ORs in all models are compared with the reference category of non-hyponatremia group. ORs (95% confidence interval [CI]) include the following: prior hyponatremia, 0.927 (0.86, 1.00); recent hyponatremia, 2.018 (1.76, 2.32); persistent hyponatremia, 6.254 (3.27, 11.96).

The exclusion of the thiazide use from the model did not change the results even though it may be a potential confounder for the relationship between hyponatremia [18] and KS [19, 20] (S3 Table).
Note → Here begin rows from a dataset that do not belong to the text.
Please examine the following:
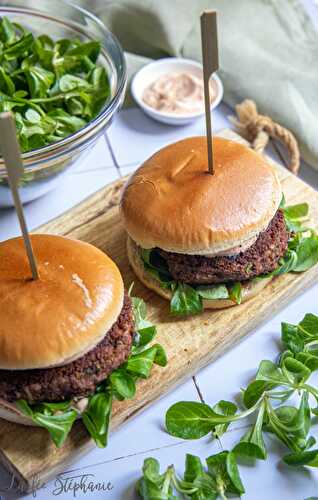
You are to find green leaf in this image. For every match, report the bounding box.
[126,344,167,378]
[299,313,318,337]
[16,399,77,448]
[137,458,176,500]
[293,235,318,273]
[59,74,90,92]
[33,410,77,448]
[213,400,237,438]
[296,352,318,372]
[283,203,309,220]
[226,451,245,495]
[283,450,318,467]
[196,285,229,300]
[82,391,112,448]
[132,297,157,347]
[229,282,242,304]
[184,453,204,483]
[233,401,267,460]
[282,356,311,383]
[281,323,304,353]
[0,16,17,45]
[256,360,288,385]
[109,368,136,400]
[166,401,215,439]
[243,380,277,408]
[206,451,245,498]
[170,283,203,316]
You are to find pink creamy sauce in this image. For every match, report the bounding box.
[142,72,217,115]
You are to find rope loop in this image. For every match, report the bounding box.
[231,99,300,175]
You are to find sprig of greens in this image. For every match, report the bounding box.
[166,314,318,467]
[140,202,318,316]
[16,297,167,447]
[137,451,244,500]
[0,17,110,152]
[140,249,242,316]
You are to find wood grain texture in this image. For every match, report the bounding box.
[0,131,318,488]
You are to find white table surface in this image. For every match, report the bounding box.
[0,1,318,500]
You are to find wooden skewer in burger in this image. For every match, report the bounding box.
[0,115,166,447]
[121,13,316,315]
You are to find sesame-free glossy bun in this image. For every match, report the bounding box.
[127,237,272,309]
[121,137,282,256]
[0,234,124,370]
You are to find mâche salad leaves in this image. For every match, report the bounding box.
[16,297,167,447]
[140,197,318,316]
[137,451,245,500]
[0,17,110,152]
[158,314,318,499]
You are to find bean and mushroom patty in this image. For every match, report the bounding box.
[156,210,289,285]
[0,295,134,403]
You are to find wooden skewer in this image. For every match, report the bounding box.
[0,112,39,280]
[201,11,219,175]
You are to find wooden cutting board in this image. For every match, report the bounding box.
[0,130,318,491]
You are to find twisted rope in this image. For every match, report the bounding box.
[231,99,300,175]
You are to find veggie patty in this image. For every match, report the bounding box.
[0,294,134,403]
[157,210,289,285]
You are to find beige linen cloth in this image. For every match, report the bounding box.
[80,0,318,169]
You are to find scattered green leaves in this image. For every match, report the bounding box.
[137,451,245,500]
[164,308,318,499]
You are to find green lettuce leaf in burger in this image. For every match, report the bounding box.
[121,137,318,315]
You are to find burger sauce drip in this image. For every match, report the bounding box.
[142,72,217,115]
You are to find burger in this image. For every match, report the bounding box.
[120,137,318,315]
[0,234,166,446]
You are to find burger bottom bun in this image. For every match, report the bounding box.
[0,400,37,427]
[127,237,272,309]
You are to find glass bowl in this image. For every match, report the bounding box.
[0,0,127,207]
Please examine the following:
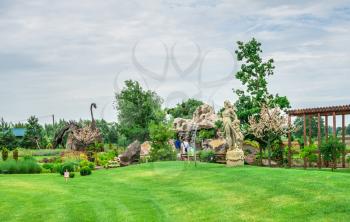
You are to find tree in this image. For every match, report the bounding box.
[248,105,291,166]
[293,117,325,138]
[22,116,43,149]
[115,80,164,142]
[320,136,346,170]
[234,38,290,124]
[0,129,18,150]
[149,122,176,161]
[167,99,203,119]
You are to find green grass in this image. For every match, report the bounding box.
[0,162,350,221]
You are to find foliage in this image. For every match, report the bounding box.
[98,150,118,166]
[12,148,18,161]
[1,147,9,161]
[0,158,41,174]
[59,162,77,176]
[80,166,91,176]
[22,116,43,149]
[244,140,260,149]
[0,161,350,222]
[79,160,95,170]
[249,105,292,166]
[61,151,88,162]
[167,99,203,119]
[293,117,325,138]
[199,150,215,163]
[320,137,346,169]
[149,122,176,161]
[198,129,216,140]
[235,38,290,124]
[115,80,164,142]
[0,128,18,150]
[299,144,317,162]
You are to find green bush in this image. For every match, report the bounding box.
[0,159,41,174]
[300,144,317,162]
[80,167,91,176]
[1,147,9,161]
[149,123,176,161]
[199,150,215,163]
[60,162,76,176]
[12,148,18,161]
[79,160,95,170]
[42,163,54,173]
[320,137,346,169]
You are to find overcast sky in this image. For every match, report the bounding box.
[0,0,350,122]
We also examined this relationship with models excluding all patients on thiazide in order to prevent the possibility that some patients may have been put on thiazide prior to their KS diagnosis in our health system, which did not lead to changes in our conclusions (S4 Table).

Discussion

Following the first report of a correlation between BMD and KS by Alhava et al. [21], many studies have demonstrated that patients with KS have increased risks of low BMD, osteoporosis, and bone fractures [3, 4, 22–24]. CaKS is considered to be a multisystem disease [25], and various mechanisms can result in CaKS formation [26]. The potential mechanisms contributing to CaKS include both primary disorders of bone leading to increased bone turnover and primary disorders of urine Ca2+ transport, both of which would potentiate the risk for CaKS via increased urinary Ca2+ excretion. Asplin et al. suggested an increased risk for bone loss in individuals with KS, primarily those with hypercalciuria, possibly associated with enhanced bone turnover [27]. Thorleifsson et al. found that variants in CLDN14 (claudin 14) gene, a gene expressed in the kidney and involved in regulation of paracellular permeability at epithelial tight junctions, were associated with both KS and reduced BMD [28]. The primary defects relating to the variants were thought to be increased urine Ca2+ excretion.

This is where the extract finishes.